You might already be familiar with Hagee. In 2011, my colleague Tim Murphy wrote about the incendiary pastor best known for bashing Catholicism and declaring that the anti-Christ would be gay. "Readers will be shocked by the clear record of history linking Adolf Hitler and the Roman Catholic Church in a conspiracy to exterminate the Jews," Hagee once wrote. (He apologized later.) Now, you'd think that a figure like Hagee would be too much for Haley, a Republican commonly—and in my opinion, wrongly—referred to as a moderate. But there he was in South Carolina this morning, basking in glowing praise. "Pastor Hagee, I still say I want to be you when I grow up," Haley told him.

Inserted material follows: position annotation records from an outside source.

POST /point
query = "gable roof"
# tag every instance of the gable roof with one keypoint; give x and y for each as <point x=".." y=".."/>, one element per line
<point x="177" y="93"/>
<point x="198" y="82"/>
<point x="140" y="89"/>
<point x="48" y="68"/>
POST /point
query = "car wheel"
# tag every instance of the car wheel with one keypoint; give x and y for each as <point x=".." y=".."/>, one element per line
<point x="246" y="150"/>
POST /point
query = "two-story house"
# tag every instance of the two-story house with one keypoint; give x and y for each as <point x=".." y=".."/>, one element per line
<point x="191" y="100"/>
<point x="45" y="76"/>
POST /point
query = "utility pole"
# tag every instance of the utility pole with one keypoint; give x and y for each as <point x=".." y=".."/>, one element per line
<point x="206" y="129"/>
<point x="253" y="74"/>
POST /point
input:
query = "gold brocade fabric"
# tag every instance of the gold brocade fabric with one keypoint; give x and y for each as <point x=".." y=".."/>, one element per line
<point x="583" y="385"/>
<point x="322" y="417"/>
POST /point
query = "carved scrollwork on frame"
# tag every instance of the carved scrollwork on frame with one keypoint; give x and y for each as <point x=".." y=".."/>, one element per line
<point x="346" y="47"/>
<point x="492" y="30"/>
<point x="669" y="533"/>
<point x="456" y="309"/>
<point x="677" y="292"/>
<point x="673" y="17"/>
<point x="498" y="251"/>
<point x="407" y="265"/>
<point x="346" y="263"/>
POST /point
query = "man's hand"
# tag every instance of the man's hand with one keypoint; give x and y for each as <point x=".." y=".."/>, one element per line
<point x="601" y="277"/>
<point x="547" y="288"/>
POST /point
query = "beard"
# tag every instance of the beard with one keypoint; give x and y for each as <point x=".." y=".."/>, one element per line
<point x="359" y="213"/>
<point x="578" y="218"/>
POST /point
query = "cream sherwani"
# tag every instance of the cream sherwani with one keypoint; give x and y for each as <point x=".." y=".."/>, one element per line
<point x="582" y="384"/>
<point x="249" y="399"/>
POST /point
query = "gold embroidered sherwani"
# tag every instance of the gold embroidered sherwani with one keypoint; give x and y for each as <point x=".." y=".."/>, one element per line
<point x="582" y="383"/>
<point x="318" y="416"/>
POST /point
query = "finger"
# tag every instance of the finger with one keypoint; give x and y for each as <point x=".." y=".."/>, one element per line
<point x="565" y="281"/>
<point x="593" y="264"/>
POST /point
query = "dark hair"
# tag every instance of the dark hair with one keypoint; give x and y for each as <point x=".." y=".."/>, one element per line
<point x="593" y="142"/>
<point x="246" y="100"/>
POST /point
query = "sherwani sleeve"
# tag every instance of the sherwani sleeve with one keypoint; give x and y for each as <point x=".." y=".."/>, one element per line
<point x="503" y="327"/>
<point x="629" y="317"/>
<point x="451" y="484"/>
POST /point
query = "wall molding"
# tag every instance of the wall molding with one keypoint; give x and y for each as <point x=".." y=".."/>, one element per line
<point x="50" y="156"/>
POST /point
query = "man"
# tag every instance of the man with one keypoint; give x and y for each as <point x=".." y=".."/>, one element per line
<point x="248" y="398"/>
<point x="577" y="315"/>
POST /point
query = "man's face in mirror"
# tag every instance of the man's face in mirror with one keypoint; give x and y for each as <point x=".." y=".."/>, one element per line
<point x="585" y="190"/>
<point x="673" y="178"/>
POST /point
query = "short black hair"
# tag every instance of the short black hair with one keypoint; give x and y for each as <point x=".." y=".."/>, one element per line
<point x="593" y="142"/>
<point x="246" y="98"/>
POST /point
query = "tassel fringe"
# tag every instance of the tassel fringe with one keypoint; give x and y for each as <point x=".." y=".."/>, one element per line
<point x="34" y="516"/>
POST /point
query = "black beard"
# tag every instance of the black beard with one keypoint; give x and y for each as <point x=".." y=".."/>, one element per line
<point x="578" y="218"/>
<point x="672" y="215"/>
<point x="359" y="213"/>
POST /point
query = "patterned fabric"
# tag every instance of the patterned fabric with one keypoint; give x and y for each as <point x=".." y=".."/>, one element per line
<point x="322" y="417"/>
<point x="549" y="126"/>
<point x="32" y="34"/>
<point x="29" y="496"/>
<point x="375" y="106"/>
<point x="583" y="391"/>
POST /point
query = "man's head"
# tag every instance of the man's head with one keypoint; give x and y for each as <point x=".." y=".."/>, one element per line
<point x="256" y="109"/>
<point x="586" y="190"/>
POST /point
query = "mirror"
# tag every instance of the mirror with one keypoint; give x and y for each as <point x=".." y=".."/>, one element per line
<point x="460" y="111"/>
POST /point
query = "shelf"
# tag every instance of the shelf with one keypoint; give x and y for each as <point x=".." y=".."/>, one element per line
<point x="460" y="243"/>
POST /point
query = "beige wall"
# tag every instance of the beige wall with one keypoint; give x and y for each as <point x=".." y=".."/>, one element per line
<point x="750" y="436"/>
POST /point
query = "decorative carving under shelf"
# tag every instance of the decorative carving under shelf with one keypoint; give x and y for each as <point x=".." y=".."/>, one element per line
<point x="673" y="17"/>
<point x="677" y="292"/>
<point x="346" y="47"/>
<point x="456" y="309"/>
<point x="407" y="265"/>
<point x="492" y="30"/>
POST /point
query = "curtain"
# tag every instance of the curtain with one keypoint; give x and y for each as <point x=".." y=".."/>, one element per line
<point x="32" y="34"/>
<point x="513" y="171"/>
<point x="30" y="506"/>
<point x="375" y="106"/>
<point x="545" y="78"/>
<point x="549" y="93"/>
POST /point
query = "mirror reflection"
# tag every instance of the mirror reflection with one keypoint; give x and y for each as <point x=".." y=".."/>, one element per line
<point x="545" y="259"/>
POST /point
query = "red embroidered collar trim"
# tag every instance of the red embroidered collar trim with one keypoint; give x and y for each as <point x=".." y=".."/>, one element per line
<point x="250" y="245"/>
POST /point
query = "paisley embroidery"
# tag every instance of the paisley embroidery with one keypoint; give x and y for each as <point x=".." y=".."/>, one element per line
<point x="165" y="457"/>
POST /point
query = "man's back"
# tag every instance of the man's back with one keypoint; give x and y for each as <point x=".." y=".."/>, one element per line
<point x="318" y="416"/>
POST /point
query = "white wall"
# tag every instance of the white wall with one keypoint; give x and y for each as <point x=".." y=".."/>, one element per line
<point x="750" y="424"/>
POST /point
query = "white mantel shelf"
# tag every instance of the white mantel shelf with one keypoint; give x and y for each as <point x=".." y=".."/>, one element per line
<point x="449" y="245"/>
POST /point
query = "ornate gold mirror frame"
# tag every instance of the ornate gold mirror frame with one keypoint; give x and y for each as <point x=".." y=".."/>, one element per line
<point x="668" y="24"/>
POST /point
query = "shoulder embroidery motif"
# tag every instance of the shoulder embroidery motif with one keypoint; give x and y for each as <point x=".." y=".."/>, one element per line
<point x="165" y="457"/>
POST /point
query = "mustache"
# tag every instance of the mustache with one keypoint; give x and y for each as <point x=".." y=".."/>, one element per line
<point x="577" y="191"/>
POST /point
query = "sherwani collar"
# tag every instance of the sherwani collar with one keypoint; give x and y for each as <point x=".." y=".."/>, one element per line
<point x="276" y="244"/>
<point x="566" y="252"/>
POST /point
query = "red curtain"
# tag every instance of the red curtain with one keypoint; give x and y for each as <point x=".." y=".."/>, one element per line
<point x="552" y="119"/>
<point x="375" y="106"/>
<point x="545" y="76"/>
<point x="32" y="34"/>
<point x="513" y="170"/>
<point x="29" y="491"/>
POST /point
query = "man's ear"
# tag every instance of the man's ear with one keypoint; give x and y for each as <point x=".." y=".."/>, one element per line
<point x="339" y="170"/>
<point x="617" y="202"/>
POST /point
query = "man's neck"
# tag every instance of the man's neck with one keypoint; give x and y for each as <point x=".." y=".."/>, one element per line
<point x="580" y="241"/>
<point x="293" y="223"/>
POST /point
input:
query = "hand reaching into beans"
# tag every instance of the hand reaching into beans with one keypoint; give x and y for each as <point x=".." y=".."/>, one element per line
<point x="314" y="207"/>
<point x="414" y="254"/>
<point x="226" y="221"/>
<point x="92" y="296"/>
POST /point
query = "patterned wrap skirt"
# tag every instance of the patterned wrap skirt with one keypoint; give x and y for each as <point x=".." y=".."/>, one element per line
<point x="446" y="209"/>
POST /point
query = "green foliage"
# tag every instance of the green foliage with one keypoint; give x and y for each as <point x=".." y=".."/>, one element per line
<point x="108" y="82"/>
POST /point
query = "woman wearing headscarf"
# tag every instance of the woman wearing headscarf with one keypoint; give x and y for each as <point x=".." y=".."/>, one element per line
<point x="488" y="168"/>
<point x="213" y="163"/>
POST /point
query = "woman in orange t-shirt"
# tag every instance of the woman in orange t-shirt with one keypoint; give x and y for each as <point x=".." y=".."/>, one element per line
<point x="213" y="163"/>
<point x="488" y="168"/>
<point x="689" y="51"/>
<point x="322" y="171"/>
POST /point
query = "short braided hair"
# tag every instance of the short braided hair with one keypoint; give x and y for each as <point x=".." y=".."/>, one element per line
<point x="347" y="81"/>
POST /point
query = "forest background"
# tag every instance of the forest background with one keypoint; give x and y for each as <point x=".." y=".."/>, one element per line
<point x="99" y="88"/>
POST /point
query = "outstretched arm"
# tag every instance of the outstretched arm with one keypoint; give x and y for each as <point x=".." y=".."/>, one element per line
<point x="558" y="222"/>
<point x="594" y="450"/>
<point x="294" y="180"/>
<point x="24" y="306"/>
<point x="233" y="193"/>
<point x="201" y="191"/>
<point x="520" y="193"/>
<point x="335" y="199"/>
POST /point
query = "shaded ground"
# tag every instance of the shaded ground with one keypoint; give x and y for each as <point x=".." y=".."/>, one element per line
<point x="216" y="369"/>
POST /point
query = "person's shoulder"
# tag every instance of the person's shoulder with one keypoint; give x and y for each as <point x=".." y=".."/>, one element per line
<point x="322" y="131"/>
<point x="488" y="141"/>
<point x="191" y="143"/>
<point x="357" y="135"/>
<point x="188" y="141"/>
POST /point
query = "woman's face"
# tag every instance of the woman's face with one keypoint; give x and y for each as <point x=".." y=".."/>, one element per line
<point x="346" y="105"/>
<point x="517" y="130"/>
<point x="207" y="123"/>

That embrace is chilling stuff. It's also one of endless reasons I believe that, as Haley reminded today, Republicans keep losing the popular vote. But Haley, of course, doesn't see that; she apparently believes that it's crappy candidates like Donald Trump who keep the GOP from winning the popular vote.
But as I explain here, the GOP continues to oppose policies overwhelmingly popular with American voters, including abortion rights and gun control. For me, it's this relentless opposition, and the embrace of awful people such as Hagee, that plays a much bigger role in their losing streak. Well, Trump took the bait anyway—and that might be the only thing that matters to people like Haley.